Saxo Bank va faire son entrée sur Euronext Amsterdam
Lundi, le spécialiste français de l’informatique Metavisio (Thomson Computing) annonçait son projet de fusion avec une société de chèque en blanc (Spac) américaine, aux termes duquel l’entité combinée serait cotée au Nasdaq. Trois jours plus tard, c’est au tour d’un acteur bien connu du monde de la finance, Saxo Bank, de céder au chant des Spac.
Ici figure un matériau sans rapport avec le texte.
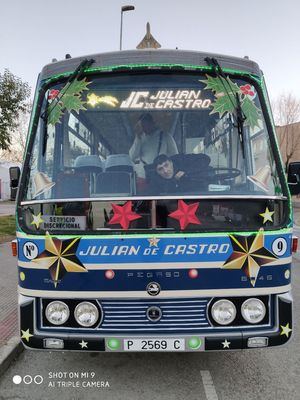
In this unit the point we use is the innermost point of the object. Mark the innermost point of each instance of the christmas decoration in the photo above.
(93, 100)
(70, 100)
(186, 214)
(225, 91)
(123, 215)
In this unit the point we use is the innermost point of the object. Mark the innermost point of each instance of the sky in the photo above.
(33, 32)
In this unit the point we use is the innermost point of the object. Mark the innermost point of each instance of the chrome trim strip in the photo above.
(196, 197)
(163, 294)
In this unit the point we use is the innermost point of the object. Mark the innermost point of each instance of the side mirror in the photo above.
(294, 178)
(14, 175)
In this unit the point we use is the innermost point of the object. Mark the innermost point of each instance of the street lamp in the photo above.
(123, 9)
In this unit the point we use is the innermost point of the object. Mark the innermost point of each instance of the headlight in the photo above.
(86, 314)
(57, 312)
(223, 312)
(253, 310)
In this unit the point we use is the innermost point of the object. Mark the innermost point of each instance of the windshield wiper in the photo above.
(45, 115)
(239, 114)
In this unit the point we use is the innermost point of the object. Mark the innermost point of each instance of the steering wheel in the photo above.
(225, 174)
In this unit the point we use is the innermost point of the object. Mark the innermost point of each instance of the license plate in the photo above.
(154, 344)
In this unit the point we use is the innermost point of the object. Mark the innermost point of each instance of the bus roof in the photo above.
(150, 56)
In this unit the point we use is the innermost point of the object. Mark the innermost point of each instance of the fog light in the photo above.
(57, 312)
(258, 342)
(253, 311)
(53, 343)
(86, 314)
(223, 312)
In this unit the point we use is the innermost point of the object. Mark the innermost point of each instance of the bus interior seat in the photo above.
(114, 182)
(119, 162)
(193, 164)
(88, 164)
(72, 185)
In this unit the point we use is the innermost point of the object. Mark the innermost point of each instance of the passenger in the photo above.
(169, 177)
(149, 142)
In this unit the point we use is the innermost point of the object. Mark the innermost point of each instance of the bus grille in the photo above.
(184, 315)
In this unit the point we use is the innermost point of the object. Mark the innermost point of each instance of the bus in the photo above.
(153, 210)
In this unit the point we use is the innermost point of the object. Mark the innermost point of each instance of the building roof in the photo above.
(151, 56)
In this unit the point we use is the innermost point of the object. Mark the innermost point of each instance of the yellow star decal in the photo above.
(26, 335)
(249, 254)
(267, 215)
(60, 257)
(37, 220)
(285, 330)
(153, 242)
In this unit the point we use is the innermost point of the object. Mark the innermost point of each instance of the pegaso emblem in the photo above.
(153, 288)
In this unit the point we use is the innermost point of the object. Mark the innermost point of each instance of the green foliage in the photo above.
(70, 100)
(14, 96)
(225, 92)
(218, 85)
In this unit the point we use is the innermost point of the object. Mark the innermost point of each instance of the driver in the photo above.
(169, 177)
(150, 141)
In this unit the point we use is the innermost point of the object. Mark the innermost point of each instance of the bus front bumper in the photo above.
(281, 333)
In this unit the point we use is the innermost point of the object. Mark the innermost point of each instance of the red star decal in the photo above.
(186, 214)
(123, 215)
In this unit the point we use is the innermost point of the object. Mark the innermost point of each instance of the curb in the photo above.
(9, 351)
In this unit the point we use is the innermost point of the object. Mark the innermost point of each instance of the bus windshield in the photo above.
(153, 135)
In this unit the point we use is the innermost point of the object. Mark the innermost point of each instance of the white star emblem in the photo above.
(83, 344)
(285, 330)
(37, 220)
(226, 344)
(26, 335)
(153, 242)
(267, 215)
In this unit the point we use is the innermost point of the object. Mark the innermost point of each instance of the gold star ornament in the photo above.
(60, 257)
(267, 215)
(249, 254)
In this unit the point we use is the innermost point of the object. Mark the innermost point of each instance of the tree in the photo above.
(18, 139)
(14, 96)
(286, 110)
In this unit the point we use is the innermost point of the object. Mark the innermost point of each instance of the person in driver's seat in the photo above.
(169, 177)
(149, 142)
(173, 175)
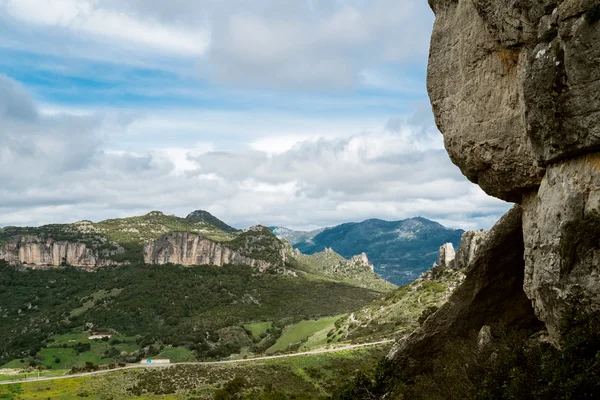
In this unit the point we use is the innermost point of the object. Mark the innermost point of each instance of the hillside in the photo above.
(202, 291)
(357, 271)
(399, 250)
(122, 240)
(201, 310)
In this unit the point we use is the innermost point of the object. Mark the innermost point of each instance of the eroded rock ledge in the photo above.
(514, 87)
(37, 252)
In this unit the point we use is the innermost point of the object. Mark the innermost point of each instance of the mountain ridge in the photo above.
(400, 250)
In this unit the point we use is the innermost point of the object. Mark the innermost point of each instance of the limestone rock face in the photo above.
(361, 260)
(515, 89)
(189, 249)
(514, 86)
(469, 243)
(37, 252)
(561, 224)
(446, 256)
(492, 292)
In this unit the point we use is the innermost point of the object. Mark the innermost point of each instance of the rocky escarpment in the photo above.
(462, 258)
(514, 88)
(185, 248)
(35, 251)
(491, 293)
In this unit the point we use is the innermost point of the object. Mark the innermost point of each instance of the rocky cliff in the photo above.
(256, 247)
(514, 88)
(35, 251)
(189, 249)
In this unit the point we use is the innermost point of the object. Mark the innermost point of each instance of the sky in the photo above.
(295, 113)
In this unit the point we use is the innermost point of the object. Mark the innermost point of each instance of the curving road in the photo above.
(136, 366)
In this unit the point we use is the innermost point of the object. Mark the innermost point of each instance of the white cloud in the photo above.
(87, 17)
(299, 44)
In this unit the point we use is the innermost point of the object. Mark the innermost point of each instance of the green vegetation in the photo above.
(307, 377)
(296, 335)
(258, 329)
(123, 239)
(177, 354)
(400, 250)
(401, 311)
(514, 365)
(259, 243)
(330, 264)
(201, 309)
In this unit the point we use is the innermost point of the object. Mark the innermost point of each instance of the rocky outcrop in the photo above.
(469, 244)
(34, 251)
(446, 256)
(515, 88)
(562, 242)
(492, 292)
(361, 261)
(189, 249)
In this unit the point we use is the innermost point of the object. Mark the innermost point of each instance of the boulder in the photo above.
(515, 89)
(561, 225)
(492, 292)
(446, 256)
(185, 248)
(469, 243)
(515, 86)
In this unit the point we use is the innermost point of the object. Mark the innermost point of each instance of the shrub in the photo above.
(429, 311)
(593, 14)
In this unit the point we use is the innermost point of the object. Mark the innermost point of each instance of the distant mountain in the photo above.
(399, 250)
(294, 236)
(206, 217)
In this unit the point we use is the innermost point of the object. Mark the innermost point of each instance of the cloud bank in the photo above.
(58, 168)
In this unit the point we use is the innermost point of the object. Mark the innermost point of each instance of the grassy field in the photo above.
(61, 351)
(177, 354)
(302, 332)
(306, 377)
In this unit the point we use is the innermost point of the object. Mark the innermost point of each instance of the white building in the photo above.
(155, 361)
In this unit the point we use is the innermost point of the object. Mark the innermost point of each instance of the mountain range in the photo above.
(399, 250)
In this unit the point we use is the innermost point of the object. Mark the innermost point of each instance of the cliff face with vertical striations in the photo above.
(189, 249)
(514, 87)
(34, 251)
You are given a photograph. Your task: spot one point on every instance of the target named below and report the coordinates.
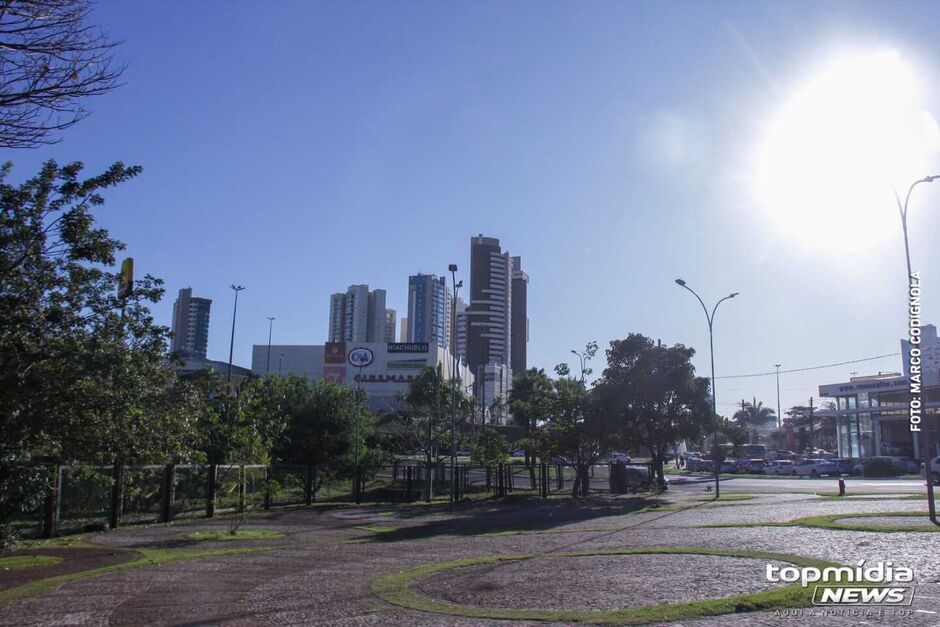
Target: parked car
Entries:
(815, 468)
(780, 467)
(888, 466)
(755, 466)
(729, 465)
(934, 469)
(638, 478)
(909, 464)
(843, 464)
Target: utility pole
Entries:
(779, 418)
(270, 331)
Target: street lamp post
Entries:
(270, 331)
(231, 347)
(453, 388)
(779, 415)
(711, 346)
(581, 357)
(925, 447)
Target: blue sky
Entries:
(299, 147)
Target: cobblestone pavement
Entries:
(321, 570)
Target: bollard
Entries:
(168, 496)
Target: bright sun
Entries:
(834, 153)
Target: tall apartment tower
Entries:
(490, 312)
(390, 325)
(429, 309)
(190, 325)
(359, 315)
(519, 323)
(460, 341)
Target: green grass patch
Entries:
(397, 590)
(150, 557)
(22, 562)
(831, 521)
(241, 534)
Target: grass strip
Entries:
(22, 562)
(150, 557)
(396, 589)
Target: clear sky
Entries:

Le courtier danois a en effet levé le voile sur son intention de fusionner avec le Disruptive Capital Acquisition Company Limited (DCAC), un Spac du financier Edmund Truell. Ce dernier cherche à obtenir l’approbation de ses investisseurs sur l’offre.
L’homme d’affaires est réputé pour avoir notamment cofondé Duke Street Capital. Lors de ses 27 ans dans l’univers du private equity, il aurait contribué à générer un taux de rendement interne moyen d’environ 33% sur plus de 9 milliards de livres sterling, à en croire le prospectus du DCAC. Un palmarès alléchant qui lui a permis de lever 125 millions de livres pour son Spac en octobre 2021.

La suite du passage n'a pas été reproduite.